Tuesday, December 02, 2008

Krashen defends US schools

Sent to Time Magazine, Dec. 1, 2008
According to many polls, people think that American schools are of low quality, but think that their neighborhood school is ok. They have first-hand information about their neighborhood school, but their information about other schools comes from distortions in the media, such as statements included in the column on the right side of the first page of "Can She Save Our Schools," (Dec. 6).
In common with most teaching/school-bashing articles, it is claimed that a low percentage of our students reach the proficient level on standardized tests, our students do much worse than those in other countries and our high school graduation rates are low. None of these claims are true.
Scholars such as Richard Rothstein and Gerald Bracey have argued that test makers in the US set the criteria for levels such as "proficient" much too high. Bracey has pointed out that using our standards, no country in the world would come close to having a majority of proficient readers.
Comparisons with other countries ignore the poverty variable. Rothstein has documented that children of poverty have inferior health care, an inferior diet, and fewer educational opportunities outside of school, such as travel and trips to museums.
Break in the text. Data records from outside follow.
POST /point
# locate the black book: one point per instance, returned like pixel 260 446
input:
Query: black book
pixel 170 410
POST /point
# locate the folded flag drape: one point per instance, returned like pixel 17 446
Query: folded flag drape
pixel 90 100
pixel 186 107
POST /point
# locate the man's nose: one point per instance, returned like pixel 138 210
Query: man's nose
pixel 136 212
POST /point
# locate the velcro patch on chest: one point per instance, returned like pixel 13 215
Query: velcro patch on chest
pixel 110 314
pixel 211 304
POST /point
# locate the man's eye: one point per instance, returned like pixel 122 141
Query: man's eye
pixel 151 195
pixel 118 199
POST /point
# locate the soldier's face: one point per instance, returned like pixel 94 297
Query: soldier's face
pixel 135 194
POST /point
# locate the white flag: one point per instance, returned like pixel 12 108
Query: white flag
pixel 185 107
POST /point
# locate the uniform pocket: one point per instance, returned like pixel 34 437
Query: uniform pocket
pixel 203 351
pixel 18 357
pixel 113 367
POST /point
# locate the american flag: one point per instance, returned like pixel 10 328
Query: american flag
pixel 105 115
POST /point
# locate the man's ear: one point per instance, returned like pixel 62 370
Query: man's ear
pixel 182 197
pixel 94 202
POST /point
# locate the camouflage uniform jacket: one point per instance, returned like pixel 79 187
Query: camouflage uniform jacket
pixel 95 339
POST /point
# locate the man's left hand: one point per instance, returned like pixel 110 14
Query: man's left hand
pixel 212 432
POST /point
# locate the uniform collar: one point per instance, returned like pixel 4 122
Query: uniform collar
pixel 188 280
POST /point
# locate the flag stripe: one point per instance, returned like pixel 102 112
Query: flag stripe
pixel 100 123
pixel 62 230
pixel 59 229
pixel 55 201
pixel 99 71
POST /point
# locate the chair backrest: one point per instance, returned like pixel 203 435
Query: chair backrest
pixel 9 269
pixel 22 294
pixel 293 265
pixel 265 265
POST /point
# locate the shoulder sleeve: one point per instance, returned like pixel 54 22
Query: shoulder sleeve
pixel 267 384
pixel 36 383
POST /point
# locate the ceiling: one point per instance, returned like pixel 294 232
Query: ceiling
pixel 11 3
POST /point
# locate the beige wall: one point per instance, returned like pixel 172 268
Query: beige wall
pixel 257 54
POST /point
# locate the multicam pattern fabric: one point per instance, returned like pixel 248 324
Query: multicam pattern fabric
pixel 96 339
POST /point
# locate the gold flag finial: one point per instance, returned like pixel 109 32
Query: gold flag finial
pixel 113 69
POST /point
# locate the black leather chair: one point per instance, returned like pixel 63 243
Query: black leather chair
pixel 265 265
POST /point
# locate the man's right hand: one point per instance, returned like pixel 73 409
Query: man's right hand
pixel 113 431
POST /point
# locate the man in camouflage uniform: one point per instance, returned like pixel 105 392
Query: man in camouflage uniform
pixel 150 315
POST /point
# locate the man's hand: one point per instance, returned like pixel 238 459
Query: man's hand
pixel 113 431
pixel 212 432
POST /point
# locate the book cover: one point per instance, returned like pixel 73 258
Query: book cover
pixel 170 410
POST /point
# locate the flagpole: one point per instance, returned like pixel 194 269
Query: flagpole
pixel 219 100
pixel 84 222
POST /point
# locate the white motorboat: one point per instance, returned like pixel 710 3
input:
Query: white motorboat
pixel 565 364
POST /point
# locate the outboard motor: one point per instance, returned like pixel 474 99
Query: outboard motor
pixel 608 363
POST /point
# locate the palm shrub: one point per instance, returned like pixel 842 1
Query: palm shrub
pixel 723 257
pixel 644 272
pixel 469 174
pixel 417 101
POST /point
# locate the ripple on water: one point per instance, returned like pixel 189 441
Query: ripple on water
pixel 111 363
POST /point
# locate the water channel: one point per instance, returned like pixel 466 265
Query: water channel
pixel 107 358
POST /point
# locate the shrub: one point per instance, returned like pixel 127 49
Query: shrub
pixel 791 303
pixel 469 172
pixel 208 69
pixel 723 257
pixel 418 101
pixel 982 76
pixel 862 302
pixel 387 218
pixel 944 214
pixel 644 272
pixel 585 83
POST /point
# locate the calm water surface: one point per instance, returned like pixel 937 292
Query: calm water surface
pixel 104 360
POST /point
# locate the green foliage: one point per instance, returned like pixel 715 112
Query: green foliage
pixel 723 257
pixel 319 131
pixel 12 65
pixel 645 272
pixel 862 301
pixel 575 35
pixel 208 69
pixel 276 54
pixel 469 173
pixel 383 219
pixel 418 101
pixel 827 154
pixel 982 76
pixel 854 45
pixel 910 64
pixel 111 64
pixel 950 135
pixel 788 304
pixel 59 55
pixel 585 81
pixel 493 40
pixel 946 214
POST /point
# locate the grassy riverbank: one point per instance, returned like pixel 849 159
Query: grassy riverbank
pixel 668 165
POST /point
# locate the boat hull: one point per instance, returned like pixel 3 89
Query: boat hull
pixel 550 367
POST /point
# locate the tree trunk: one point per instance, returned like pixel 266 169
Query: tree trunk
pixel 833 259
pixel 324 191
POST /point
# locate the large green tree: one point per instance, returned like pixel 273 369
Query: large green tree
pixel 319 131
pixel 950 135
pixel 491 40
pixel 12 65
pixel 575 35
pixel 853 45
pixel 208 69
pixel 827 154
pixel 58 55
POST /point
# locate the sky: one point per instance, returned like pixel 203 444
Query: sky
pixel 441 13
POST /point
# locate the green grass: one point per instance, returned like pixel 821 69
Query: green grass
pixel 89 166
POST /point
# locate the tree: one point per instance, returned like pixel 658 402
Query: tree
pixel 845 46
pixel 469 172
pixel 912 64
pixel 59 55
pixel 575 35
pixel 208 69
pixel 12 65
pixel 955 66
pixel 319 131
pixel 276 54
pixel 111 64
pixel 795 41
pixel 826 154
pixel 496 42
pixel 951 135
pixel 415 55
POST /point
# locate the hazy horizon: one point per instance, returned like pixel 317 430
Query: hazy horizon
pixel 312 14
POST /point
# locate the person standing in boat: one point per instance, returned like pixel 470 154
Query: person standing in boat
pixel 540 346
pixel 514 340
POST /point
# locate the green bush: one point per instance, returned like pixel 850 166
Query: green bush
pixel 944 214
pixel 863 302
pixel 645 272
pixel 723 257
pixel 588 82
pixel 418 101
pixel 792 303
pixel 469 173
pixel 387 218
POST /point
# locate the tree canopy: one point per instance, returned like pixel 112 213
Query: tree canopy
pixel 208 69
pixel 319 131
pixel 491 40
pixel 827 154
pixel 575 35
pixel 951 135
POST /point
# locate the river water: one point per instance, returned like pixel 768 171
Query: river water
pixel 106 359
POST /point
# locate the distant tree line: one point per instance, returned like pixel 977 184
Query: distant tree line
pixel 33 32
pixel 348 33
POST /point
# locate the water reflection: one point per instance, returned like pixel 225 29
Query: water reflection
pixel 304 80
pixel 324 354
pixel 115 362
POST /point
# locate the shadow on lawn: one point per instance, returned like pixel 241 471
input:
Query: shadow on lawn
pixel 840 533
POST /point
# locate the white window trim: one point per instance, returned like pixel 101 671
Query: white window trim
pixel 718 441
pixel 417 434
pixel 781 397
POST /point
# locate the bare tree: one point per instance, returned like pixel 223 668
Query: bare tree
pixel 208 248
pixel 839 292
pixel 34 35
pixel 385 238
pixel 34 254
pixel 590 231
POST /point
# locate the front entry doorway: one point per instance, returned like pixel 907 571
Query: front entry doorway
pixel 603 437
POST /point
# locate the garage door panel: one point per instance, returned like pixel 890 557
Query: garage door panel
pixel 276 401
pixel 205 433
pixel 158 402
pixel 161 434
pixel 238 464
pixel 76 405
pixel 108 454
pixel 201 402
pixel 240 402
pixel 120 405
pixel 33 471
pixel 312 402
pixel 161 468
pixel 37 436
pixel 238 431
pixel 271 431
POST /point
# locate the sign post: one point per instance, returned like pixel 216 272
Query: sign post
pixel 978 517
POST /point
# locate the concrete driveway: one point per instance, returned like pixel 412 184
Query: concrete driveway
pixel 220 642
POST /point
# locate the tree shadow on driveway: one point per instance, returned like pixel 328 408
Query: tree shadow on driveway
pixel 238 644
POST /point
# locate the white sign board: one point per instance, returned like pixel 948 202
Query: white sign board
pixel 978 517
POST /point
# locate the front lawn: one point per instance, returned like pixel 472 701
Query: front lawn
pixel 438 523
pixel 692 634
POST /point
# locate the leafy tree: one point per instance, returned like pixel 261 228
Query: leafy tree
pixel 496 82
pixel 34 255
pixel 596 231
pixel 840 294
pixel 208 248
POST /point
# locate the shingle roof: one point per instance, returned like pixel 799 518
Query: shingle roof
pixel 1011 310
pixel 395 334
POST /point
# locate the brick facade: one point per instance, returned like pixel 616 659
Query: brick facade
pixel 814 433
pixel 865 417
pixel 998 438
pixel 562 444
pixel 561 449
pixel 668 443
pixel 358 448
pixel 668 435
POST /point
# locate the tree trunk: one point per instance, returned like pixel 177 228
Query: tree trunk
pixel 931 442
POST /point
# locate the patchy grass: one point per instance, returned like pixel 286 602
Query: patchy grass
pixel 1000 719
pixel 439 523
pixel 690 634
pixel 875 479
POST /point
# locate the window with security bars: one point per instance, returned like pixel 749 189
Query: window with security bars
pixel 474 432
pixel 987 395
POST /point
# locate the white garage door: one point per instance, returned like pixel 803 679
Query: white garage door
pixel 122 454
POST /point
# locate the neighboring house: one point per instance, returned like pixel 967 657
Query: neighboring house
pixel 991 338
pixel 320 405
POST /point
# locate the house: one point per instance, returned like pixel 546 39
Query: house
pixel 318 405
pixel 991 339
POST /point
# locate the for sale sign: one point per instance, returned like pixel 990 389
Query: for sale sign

They are also less likely to have their own study area, get less help with homework, and have far less access to books in the home and in their communities. These factors have a profound influence on academic achievement.
Bracey has pointed out that American schools with low poverty rates score higher than even the highest scoring countries on standardized tests; only American schools with high levels of poverty (75% or more) fall below the international average.
Studies tell us that one of the main reasons students drop out is that they have to work. Even so, according to the US Census, about 85% of adults 25 or older in the US are now high school graduates, the highest in our history. In 1910, only 13.5% of adults had graduated high school.
Time's researchers need to go back to school.